Enquête auprès de Stephen Revell, à propos des enregistrements parus sous le label anglais Opera Rara.

Article mis en ligne le juillet 2007
dernière modification le 20 juillet 2007

par François JESTIN

Depuis de nombreuses années, on voit chez les disquaires de magnifiques coffrets aux titres assez invraisemblables : qui sont ces Emilia di Liverpool, Rosmonda d’Inghilterra et autre Margherita d’Anjou ? Tout simplement de superbes opéras de Donizetti ou Meyerbeer, enregistrés la plupart du temps en première mondiale par le label anglais Opera Rara. Enquête auprès de Stephen Revell, son « Managing Director ».

Opera Rara a été créée il y a environ 30 ans, par Patric Schmid (décédé l’année dernière – ndlr) et Don White, très intéressés par le répertoire bel canto, et passionnés par les œuvres italiennes du début du XIXème siècle.

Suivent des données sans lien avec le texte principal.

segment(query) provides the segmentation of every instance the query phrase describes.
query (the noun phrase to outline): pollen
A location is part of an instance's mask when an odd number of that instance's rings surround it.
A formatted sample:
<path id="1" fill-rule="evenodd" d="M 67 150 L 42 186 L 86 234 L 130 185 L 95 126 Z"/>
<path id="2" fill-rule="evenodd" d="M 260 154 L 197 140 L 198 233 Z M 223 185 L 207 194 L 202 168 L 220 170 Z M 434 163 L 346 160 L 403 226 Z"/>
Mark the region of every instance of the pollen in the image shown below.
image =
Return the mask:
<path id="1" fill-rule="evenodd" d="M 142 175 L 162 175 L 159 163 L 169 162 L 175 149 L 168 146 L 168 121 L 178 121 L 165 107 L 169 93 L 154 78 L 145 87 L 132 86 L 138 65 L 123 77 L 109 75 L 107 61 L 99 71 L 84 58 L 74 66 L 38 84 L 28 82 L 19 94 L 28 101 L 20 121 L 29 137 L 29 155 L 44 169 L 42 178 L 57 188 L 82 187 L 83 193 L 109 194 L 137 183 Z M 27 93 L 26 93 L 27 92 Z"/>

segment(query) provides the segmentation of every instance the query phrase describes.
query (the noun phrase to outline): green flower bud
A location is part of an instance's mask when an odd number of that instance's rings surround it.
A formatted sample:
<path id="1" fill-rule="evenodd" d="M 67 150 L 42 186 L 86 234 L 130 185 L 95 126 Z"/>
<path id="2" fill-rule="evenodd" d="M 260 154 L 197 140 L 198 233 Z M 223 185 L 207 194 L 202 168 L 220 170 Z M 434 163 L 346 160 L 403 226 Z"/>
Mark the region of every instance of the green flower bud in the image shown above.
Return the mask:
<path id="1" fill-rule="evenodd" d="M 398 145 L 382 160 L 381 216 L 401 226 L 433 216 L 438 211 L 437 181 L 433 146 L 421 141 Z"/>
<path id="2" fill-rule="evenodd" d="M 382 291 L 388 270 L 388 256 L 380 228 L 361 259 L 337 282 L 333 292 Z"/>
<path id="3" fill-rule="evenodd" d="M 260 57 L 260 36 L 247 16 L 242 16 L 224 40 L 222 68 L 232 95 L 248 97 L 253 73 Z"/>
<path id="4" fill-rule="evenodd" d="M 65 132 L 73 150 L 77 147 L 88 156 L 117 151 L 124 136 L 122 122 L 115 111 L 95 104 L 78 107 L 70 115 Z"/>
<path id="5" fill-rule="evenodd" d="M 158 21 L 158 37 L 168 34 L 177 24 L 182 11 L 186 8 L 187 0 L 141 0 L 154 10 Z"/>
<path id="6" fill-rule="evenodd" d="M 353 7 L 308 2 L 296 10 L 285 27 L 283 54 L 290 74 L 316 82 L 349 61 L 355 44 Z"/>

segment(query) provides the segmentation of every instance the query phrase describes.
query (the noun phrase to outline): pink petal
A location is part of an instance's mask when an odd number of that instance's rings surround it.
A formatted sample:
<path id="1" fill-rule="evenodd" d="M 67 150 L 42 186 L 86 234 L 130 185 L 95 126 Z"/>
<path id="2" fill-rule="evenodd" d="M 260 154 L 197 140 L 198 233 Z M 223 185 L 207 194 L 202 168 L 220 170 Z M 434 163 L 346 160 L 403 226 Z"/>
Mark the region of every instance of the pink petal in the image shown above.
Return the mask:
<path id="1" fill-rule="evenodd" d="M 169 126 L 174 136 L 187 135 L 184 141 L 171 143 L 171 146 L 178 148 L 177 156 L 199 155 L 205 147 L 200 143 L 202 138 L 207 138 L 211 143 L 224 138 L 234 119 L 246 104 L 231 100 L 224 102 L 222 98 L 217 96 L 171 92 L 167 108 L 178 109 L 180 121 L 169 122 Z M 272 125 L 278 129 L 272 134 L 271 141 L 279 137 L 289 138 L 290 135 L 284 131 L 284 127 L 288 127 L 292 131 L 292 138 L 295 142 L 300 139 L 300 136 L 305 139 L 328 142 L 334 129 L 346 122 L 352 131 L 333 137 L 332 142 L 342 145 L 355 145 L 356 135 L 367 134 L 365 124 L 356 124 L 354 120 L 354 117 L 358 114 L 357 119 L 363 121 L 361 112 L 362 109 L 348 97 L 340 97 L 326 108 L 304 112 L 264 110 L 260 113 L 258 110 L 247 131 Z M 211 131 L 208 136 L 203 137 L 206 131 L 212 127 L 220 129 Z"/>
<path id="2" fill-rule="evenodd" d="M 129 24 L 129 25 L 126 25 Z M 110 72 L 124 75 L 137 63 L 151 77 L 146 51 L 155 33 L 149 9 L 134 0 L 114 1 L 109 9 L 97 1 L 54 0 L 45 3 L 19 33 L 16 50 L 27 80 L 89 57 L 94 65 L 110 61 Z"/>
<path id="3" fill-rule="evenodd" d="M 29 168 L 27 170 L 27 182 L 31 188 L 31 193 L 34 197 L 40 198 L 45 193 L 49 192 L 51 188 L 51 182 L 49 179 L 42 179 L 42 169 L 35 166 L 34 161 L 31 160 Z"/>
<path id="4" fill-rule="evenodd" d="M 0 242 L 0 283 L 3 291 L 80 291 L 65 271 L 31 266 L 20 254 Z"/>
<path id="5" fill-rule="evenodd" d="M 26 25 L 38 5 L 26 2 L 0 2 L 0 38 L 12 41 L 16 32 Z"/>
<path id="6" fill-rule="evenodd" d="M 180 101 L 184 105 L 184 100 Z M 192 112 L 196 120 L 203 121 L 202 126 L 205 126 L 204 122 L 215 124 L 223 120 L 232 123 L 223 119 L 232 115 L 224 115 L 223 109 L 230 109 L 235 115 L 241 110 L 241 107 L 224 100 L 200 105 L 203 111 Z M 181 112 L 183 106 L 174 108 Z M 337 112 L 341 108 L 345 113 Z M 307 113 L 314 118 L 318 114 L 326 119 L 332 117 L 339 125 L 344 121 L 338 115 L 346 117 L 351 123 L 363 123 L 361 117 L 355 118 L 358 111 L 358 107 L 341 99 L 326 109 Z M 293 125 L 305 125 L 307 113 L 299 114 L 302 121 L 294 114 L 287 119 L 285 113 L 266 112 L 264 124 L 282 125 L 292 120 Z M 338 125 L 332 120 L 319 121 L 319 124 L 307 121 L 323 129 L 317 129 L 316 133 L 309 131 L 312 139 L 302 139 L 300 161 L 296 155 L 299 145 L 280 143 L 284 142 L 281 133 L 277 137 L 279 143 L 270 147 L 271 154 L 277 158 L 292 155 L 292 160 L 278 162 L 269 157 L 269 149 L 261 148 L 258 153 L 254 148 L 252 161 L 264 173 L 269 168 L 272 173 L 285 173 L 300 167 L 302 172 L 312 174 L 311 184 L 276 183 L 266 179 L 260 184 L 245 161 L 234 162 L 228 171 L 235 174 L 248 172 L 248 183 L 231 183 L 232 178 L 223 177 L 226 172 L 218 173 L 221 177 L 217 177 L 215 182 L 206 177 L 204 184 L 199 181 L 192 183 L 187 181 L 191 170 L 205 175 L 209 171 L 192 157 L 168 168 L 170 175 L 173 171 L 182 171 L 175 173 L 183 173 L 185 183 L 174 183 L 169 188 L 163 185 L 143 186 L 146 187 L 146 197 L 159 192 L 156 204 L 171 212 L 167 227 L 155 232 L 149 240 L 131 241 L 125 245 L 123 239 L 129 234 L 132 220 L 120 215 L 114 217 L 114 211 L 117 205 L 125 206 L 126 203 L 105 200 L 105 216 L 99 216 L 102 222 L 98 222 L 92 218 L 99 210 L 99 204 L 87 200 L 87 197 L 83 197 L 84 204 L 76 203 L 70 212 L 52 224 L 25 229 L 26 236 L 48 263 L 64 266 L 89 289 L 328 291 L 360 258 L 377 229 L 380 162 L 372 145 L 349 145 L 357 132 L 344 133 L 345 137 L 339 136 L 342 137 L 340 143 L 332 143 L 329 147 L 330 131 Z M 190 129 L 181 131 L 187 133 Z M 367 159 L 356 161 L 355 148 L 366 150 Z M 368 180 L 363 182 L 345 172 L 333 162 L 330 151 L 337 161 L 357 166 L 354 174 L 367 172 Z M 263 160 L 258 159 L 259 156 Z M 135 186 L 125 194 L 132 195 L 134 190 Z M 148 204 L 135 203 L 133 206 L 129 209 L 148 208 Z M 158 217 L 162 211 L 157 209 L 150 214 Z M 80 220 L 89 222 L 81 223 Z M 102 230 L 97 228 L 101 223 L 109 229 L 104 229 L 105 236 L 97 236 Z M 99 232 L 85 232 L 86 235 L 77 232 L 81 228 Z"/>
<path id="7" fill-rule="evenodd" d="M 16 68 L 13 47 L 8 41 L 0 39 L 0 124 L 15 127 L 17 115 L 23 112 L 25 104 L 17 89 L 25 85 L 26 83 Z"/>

Ils explorent les boutiques et les bibliothèques, et exhument parfois des trésors. Au début des années 1970, ils décident d’organiser des concerts, au Camden Festival, enregistrés sur le vif par la BBC, pour une diffusion radio. Un jour dans les rayons d’un magasin de disques, Patric et Don découvrent un enregistrement pirate d’un de leurs concerts, et c’est là le déclic. Ils décident de créer leur propre label. L’idée pour le financement est de solliciter toutes les universités et institutions dans le monde, intéressées par le projet. Le premier enregistrement est Ugo, Conte di Parigi, de Donizetti. Grâce à ce mécanisme, environ 350 souscripteurs reçoivent chacun une copie de l’enregistrement. Puis au début des années 1980, l’homme d’affaires Peter Moores, qui partage la même passion pour l’opéra du début du XIXème siècle, décide d’assurer le financement de l’entreprise, au travers de la Peter Moores Foundation.

L’objectif recherché par Opera Rara : un but artistique plutôt que des profits ?
Oui, absolument ! Nous visons des profits « raisonnables », mais en premier lieu des produits artistiques d’excellence. Nous ne sommes pas un label commercial comme les autres, nous avons d’ailleurs les statuts d’une « charity » (association à but non lucratif), sans actionnaires.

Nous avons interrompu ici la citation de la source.